E adesso? Fabio, uno dei volontari italiani che alla comunità rom di via Adda dedicano tempo ed energie, riconosce che certe complicazioni sono tornate ad affacciarsi: «Noi rispondiamo delle famiglie rom che conosciamo, e che qui sono la stragrande maggioranza. Ma gli sconosciuti che ogni tanto arrivano e si installano qui dentro ci sono: così come ci sono persone arrestate in Centrale, per i reati più vari, che dichiarano di vivere qui senza che noi le avessimo mai viste». Viceversa - raccontano altri membri della comunità - non sono mancati casi anche recenti in cui i rom «storici» di via Adda avrebbero collaborato all’arresto di facce assai meno raccomandabili delle loro, ma ugualmente insediatesi là dentro. «L’ideale - dice ancora Fabio - sarebbe se riuscissimo a organizzare un servizio di portineria».

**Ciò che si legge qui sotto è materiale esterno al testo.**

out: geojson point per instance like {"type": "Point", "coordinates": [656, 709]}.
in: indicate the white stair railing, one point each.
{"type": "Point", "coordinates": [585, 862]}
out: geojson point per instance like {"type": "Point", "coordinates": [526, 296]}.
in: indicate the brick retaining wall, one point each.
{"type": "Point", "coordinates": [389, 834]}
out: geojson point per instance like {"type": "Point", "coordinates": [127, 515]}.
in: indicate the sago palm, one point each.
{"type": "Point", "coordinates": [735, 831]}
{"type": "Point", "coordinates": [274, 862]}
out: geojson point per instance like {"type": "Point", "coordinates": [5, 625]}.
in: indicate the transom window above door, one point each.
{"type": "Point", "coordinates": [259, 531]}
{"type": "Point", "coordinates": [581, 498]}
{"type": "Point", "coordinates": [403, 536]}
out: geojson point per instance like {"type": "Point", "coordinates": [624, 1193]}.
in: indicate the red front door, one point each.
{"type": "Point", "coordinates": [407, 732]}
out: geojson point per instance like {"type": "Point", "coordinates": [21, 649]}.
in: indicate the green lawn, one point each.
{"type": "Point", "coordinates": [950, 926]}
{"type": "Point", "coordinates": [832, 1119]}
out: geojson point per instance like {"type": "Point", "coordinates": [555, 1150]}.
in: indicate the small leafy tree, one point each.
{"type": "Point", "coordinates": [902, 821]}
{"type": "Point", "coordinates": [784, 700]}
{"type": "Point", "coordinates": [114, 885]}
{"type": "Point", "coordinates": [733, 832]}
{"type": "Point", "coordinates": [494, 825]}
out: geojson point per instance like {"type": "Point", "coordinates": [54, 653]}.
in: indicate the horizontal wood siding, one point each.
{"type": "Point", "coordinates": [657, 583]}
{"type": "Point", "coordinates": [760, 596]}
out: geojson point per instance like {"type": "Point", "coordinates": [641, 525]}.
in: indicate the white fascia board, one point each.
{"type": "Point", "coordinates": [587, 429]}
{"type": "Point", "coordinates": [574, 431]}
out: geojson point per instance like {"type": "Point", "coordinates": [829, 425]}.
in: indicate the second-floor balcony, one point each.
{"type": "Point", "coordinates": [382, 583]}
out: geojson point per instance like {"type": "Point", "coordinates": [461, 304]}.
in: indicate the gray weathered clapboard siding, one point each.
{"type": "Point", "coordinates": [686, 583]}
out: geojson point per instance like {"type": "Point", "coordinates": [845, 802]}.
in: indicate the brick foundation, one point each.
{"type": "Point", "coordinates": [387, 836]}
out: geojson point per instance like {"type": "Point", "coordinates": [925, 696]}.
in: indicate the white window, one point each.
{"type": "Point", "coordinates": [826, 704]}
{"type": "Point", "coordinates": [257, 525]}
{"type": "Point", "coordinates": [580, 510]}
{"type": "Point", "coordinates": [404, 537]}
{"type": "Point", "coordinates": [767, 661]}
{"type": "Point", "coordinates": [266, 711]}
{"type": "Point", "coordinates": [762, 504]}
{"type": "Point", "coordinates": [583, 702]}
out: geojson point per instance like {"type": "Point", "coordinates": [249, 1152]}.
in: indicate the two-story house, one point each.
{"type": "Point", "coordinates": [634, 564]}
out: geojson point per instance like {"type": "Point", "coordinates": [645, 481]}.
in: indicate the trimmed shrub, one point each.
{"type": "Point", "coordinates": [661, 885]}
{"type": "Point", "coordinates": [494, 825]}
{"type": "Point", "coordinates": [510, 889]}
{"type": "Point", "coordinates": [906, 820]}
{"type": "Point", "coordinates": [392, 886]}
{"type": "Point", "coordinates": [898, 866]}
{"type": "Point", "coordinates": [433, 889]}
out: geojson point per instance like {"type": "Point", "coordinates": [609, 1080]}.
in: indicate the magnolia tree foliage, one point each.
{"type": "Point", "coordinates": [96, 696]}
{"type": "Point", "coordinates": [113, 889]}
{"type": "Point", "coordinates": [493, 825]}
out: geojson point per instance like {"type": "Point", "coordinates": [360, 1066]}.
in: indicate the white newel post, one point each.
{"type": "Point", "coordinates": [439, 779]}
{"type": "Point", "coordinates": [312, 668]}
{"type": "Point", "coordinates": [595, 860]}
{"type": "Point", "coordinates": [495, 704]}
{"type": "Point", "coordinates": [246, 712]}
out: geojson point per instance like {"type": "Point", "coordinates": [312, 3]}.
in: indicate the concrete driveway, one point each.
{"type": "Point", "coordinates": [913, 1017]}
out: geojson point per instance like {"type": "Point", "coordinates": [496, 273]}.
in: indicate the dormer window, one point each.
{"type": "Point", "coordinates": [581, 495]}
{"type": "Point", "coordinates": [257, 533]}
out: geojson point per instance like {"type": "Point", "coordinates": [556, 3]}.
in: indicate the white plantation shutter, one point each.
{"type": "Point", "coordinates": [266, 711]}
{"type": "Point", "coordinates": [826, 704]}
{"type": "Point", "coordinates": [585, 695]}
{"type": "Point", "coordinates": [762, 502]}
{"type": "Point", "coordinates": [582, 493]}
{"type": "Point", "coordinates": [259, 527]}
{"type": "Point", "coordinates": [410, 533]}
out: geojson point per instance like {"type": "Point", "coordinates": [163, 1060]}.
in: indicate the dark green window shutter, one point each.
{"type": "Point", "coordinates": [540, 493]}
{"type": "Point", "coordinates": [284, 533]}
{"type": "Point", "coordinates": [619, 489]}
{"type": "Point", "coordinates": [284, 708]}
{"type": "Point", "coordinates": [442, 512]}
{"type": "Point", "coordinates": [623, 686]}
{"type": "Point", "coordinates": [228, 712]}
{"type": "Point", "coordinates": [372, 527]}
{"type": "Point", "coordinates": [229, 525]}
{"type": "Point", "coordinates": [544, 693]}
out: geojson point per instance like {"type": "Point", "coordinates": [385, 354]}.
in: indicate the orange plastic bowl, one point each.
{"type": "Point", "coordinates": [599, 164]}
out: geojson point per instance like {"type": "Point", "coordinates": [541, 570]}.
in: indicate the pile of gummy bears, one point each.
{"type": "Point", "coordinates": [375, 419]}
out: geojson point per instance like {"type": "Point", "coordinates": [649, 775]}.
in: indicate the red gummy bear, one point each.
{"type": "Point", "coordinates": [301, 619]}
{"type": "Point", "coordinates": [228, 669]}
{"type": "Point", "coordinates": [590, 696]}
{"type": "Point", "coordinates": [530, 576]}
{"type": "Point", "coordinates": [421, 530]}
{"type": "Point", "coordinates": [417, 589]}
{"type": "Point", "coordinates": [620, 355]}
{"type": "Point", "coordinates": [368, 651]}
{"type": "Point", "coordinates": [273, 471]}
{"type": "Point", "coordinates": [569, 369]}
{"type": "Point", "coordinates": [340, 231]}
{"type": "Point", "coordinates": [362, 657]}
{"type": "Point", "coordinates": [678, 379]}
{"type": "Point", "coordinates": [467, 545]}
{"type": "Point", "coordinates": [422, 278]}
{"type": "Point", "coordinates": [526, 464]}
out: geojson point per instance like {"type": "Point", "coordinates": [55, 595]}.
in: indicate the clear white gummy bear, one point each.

«Ma i nomadi - chiede una signora che abita due porte più avanti - non dovrebbero appunto essere "nomadi"?». Cristian sorride: «Non tutti. La nostra comunità, anche in Romania, era stanziale da almeno due generazioni. L’80 per cento di noi, adesso, ha un permesso di soggiorno regolare. I nostri figli vanno alle elementari. Per quelli delle medie, che sono più indietro, tanti ragazzi come Fabio stanno cercando di darci una mano con lezioni di recupero. Certo, tutti noi vorremmo anche avere un lavoro più stabile di quelli spesso saltuari che invece abbiamo. Ma soprattutto chiediamo di avere una casa: non un campo di roulottes. È una cosa fuori dal mondo?».